Weight is not the most important thing in the world, nor is it close to being one of the most important things. Weight, in fact, tells doctors very little about health. People who are overweight but eat healthily, don’t smoke, and exercise three times a week have the same mortality rates as people in a normal weight range that follow the same habits. Weight does not measure health. Sudden weight gain might be a symptom of metabolic disease, or eating disorder- but sudden weight loss might also indicate metabolic disease or eating disorder. Being skinny does not equate inherent goodness, nor does it indicate health.  
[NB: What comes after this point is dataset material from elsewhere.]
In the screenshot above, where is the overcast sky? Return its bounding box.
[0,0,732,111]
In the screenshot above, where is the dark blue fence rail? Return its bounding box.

Most importantly, weight should not dictate how you eat. Everybody deserves to eat whole, nutrient-packed food. Everybody needs carbohydrates, proteins, and fats. Everybody can incorporate desserts. Everybody deserves balance. No one deserves to starve themselves of what they need to live.

When I called a dear friend this past week, who intictrictly knows my struggles with diet, who knew me when I was afraid to eat, when I cried because I couldn’t stop feeling hungry, she asked me how I was feeling. A smile broke over my face and for the first time I blurted out “I feel so freaking strong.”